SPI peripheral on the ATmega328 microcontroller only has a single byte buffer. Since this microcontroller family doesn't have a DMA controller this means that when it wants to transfer multiple bytes the CPU must re-fill the buffer each time 8 bits have been transferred over the line. There are two straightforward mechanisms to do that: the software can poll a flag in the SPI status register and wait in a busy loop until the hardware peripheral has emptied the buffer, or it can install an interrupt routine for the serial transfer complete interrupt request which fills the buffer when necessary, without the need for polling.

Arduino ships with a SPI library that uses the former approach: it transfers one byte at a time and uses a busy loop to wait for transfer to finish. While playing with the OLED shield I was wondering if an interrupt request would be more efficient. The usual SPI use case with such a display is that the CPU calculates some pixel values and stores them in a buffer. This buffer is then pushed through the SPI to the display controller and the CPU goes to calculate another buffer worth of pixels. I thought it might be possible to get a higher frame rate if the CPU could do some calculations while the transfer was in progress and only get interrupted when it needs to fill the transmit buffer.

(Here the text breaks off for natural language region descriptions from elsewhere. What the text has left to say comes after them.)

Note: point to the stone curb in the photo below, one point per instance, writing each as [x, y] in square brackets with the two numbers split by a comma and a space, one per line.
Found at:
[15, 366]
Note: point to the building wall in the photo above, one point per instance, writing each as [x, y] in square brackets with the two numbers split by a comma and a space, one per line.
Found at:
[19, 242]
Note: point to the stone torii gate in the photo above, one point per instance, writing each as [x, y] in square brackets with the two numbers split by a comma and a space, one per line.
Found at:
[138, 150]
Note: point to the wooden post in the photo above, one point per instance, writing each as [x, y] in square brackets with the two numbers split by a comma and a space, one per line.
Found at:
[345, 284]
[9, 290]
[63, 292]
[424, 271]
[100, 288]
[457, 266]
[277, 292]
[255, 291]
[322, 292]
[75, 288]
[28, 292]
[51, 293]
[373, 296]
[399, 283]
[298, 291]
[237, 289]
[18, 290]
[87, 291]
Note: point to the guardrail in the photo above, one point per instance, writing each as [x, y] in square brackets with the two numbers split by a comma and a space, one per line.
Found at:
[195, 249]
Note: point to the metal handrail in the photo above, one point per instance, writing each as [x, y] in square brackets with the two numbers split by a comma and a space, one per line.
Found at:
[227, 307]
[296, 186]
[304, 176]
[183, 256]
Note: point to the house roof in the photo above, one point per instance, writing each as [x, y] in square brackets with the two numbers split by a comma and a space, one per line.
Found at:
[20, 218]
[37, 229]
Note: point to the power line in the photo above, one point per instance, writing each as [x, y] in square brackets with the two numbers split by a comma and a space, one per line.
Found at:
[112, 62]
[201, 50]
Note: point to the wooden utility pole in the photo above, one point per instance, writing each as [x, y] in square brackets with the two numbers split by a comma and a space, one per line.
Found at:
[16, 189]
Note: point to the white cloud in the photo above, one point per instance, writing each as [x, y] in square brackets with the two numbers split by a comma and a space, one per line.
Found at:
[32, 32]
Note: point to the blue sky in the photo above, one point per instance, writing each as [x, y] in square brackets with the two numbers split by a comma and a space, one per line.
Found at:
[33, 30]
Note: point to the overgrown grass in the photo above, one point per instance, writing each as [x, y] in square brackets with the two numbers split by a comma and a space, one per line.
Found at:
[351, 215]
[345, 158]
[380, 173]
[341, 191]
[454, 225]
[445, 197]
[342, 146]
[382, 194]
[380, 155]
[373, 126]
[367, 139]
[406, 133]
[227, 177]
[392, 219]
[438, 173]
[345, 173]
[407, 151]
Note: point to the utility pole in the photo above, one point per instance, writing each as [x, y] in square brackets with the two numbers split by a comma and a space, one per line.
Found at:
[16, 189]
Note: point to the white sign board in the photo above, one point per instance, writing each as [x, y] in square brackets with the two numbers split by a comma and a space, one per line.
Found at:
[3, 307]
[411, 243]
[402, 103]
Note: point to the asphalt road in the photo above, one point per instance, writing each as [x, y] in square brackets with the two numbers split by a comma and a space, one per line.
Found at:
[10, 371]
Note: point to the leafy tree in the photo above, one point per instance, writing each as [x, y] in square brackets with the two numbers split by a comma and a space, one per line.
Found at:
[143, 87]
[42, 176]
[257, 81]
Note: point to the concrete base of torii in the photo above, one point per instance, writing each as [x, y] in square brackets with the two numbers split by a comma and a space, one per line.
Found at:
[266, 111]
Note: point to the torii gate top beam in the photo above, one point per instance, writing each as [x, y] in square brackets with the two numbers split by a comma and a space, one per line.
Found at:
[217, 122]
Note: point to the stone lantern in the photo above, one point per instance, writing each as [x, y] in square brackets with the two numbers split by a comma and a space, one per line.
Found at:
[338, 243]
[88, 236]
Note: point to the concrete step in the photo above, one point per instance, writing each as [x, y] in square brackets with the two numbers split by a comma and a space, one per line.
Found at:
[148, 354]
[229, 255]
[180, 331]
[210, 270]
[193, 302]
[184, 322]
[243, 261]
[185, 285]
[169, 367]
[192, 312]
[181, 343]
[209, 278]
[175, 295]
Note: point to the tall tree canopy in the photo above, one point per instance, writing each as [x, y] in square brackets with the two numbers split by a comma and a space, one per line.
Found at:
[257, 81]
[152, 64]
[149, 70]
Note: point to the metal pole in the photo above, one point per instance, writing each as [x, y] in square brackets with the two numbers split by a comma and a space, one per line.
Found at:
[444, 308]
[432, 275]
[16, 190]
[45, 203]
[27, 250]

Hence I came up with two implementations of the seps525_dataBurst() function:

/* polling method */
void seps525_dataBurst(const uint16_t* values, int len)
{
  uint8_t *p = (uint8_t*) values;
  for(; len > 0; --len) {
    /* start the transfer */
    SPDR = *(p+1);
    /* wait for the transfer to finish */
    while (!(SPSR & _BV(SPIF)));
    SPDR = *p;
    p += 2;
    while (!(SPSR & _BV(SPIF)));
  }
}

and

/* interrupt request method */
static uint8_t* volatile burstData;
static volatile int burstLen = -1;

ISR(SPI_STC_vect) {
  burstLen--;
  if(burstLen < 0) {
    /* finished, turn off the interrupt request */
    SPCR &= ~_BV(SPIE);
  } else {
    /* start the transfer of the next byte */
    SPDR = *burstData;
    burstData++;
  }
} 

void seps525_dataBurst(uint8_t* values, int len)
{
  /* wait if the software buffer is not empty */
  while(burstLen >= 0);
  burstLen = len;
  burstData = values;

  /* enable interrupt */
  SPCR |= _BV(SPIE);

  /* start the transfer of the first byte */
  SPI_STC_vect();
}

(interrupt request routine here is somewhat simpler and doesn't correct for the CPU byte order)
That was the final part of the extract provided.